9602 16th Ave. S.W., 420-4784

If you're craving a traditional homemade pie, 3.14 has you covered. This slice of pie ($3) has everything you want and expect in a good pumpkin pie. Each slice comes from a fresh baked, made-from-scratch pie; a recipe that has been handed down through the owner's family for generations. The pie is very rustic, like something you would expect to pop out of your own oven. While you can almost feel the texture of each ingredient, the flavor is balanced. And the crust. The crust is one of the most flaky, buttery, fork tender crusts we've ever tasted on a pumpkin pie. The family that runs this newly opened White Center bakery has been making pies every Thanksgiving for themselves and loved ones, but this is the first year they're selling their pies retail. The first time we went they were out of pumpkin pie, but promised more within the hour.
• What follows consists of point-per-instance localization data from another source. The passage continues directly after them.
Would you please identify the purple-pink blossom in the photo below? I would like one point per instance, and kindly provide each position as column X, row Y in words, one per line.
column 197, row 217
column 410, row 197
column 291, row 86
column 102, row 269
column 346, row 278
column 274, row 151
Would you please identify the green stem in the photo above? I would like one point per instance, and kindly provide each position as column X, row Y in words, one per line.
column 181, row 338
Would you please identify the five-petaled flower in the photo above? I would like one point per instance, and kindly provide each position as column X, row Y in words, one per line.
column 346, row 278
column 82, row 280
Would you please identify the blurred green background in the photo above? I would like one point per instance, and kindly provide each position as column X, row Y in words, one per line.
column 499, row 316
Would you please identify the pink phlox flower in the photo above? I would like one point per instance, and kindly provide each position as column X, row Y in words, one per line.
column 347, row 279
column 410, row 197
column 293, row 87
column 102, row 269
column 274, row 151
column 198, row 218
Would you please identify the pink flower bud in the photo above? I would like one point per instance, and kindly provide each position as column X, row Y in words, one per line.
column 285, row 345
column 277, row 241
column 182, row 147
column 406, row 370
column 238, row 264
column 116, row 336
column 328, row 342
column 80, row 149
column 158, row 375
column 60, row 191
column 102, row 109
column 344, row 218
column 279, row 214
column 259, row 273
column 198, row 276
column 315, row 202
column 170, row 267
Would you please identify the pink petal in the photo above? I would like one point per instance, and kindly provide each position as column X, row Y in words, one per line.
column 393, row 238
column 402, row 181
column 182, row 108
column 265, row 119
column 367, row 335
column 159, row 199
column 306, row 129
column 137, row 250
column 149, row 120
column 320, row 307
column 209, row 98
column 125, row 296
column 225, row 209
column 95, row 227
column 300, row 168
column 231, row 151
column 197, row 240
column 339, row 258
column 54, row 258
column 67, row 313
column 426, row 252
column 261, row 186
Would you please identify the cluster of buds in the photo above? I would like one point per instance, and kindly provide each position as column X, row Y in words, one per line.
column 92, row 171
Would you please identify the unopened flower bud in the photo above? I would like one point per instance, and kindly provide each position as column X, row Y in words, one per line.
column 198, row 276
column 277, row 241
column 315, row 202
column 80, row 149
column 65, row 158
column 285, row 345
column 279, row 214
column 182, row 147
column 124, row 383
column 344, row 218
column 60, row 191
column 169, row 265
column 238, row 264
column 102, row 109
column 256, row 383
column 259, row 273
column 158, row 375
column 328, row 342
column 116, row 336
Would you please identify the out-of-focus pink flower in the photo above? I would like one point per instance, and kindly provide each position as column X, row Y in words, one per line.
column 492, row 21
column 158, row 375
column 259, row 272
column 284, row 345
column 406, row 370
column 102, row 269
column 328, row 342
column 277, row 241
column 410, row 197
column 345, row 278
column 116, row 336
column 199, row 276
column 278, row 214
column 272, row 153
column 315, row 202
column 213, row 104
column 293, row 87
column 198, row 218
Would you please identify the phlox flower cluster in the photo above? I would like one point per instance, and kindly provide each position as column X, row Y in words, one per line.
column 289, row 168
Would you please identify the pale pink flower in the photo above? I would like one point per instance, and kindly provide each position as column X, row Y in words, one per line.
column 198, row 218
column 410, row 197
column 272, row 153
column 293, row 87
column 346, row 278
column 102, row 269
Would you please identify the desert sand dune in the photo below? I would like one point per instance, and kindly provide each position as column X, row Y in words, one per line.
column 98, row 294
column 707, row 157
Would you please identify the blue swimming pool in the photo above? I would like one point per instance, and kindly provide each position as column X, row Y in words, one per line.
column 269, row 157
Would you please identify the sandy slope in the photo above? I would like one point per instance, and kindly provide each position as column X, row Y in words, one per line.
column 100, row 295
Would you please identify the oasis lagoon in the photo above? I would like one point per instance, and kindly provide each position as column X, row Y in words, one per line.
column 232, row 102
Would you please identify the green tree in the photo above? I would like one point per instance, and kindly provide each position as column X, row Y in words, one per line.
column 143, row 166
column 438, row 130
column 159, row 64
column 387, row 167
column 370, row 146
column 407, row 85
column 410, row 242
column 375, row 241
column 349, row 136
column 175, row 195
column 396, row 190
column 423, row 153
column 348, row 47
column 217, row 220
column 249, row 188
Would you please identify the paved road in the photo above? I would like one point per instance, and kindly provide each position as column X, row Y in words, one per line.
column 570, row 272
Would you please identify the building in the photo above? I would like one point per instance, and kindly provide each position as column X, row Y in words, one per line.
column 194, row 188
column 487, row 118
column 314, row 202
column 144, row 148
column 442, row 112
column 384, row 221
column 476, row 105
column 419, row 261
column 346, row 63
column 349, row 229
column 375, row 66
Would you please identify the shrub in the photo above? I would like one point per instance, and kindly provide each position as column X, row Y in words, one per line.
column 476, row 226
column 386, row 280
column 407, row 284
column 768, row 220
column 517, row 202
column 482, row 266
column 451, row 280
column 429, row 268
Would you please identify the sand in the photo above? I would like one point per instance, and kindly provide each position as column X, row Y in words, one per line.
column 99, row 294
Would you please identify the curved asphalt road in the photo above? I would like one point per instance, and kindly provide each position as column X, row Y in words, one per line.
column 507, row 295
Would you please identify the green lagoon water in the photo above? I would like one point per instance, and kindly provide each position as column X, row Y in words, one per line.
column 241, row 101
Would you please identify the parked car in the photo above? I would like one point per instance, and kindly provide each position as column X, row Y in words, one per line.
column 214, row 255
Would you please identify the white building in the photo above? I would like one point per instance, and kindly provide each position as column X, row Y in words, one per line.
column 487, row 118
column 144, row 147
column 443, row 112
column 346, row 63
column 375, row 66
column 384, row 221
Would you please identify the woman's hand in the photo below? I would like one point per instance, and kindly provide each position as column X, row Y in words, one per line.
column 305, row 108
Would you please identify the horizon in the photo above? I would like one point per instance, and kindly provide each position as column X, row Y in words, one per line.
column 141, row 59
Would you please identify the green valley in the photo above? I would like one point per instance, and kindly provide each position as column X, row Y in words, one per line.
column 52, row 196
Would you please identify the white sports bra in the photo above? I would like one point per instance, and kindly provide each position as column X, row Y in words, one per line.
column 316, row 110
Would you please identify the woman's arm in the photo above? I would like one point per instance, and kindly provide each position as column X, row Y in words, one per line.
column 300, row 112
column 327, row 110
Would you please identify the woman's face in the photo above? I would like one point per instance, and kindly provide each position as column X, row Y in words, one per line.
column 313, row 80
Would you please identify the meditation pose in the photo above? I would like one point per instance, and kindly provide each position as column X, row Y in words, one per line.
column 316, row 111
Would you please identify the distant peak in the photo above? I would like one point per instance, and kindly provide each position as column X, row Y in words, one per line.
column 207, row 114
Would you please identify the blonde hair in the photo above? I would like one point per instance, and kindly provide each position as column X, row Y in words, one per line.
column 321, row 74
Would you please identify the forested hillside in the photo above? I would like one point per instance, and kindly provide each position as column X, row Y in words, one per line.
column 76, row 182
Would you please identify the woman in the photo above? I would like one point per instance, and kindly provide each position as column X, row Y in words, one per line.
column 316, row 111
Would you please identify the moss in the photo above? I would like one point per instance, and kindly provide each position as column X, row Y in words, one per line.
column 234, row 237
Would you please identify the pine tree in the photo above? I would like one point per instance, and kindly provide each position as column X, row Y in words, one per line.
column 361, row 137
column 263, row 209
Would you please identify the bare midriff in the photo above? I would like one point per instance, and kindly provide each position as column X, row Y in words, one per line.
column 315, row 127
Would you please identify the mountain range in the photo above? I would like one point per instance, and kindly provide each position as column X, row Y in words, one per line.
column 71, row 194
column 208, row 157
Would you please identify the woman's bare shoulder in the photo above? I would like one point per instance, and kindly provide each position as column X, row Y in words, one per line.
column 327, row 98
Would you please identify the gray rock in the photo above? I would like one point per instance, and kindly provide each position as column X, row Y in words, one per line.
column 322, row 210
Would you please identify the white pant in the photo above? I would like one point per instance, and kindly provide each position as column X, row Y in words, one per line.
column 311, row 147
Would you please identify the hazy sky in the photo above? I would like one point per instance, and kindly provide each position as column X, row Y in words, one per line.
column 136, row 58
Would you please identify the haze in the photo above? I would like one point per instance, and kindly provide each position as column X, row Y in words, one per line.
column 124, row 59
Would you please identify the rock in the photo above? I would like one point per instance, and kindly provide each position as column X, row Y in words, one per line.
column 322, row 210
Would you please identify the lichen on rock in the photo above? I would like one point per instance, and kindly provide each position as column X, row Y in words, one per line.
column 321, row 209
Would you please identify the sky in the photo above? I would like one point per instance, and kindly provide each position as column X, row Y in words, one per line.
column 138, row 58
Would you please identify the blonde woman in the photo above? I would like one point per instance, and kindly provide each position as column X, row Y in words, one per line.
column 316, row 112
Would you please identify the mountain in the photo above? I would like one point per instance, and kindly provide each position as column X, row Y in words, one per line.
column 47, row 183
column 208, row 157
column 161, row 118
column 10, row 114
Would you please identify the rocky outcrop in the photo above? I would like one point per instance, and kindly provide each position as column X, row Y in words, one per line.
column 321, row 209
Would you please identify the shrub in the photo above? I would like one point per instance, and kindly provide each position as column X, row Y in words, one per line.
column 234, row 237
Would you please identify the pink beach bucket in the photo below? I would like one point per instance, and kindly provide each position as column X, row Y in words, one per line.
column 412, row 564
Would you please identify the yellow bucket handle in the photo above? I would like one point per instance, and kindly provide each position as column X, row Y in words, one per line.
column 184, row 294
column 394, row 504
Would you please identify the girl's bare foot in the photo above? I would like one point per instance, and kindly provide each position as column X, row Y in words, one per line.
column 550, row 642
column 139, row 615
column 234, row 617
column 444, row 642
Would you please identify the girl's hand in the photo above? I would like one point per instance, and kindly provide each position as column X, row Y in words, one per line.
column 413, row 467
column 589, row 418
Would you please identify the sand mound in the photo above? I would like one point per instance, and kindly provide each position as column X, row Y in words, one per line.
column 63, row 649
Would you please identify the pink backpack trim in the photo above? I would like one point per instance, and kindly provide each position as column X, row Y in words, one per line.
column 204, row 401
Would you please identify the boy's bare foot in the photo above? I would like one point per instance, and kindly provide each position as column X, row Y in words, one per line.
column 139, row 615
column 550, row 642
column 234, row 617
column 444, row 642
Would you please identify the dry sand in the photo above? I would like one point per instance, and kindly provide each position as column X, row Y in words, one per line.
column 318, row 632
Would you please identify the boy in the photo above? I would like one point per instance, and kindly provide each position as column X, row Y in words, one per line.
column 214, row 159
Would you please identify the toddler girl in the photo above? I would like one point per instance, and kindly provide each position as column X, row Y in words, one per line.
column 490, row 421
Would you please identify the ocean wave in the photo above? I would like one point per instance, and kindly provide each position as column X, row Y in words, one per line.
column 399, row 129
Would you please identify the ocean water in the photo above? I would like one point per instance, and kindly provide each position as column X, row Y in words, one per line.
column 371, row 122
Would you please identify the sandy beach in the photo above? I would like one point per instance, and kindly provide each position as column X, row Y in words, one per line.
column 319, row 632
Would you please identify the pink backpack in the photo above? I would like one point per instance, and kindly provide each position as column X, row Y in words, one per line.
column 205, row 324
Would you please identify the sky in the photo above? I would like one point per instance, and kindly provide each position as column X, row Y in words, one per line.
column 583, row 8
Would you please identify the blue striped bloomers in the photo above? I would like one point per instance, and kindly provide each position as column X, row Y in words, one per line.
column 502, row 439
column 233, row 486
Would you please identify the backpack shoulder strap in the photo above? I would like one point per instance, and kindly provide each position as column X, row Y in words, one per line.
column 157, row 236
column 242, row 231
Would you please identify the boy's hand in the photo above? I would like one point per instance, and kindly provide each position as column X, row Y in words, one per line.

When we returned, we got a piping hot piece of pie that smelled like cinnamon and spices. We chilled it before we ate it, for the sake of comparison, and found a new reason to venture to White Center.

The Champ

We were lucky to have chosen two strong contenders for this challenge. Quite honestly, we've had some really bad pumpkin pies and weren't quite sure what these two Seattle bakeries would deliver. Plus, more than a few establishments had run out of pie by the time we got our grubby hands on our share, making us even more appreciative that we found two great places that were fully stocked. Back to the important stuff: the biggest difference between these two pies was construction. Le Panier's had the finesse of a French patisserie. It was refined in taste and appearance. 3.14's pie was less polished, but had a more intense flavor. It's the type of quintessential American pie they write holiday songs about. Le Panier's is the kind of pie you'd be proud to bring to someone's dinner party because it's beautiful and tastes good. Le Panier wins this challenge by a slice.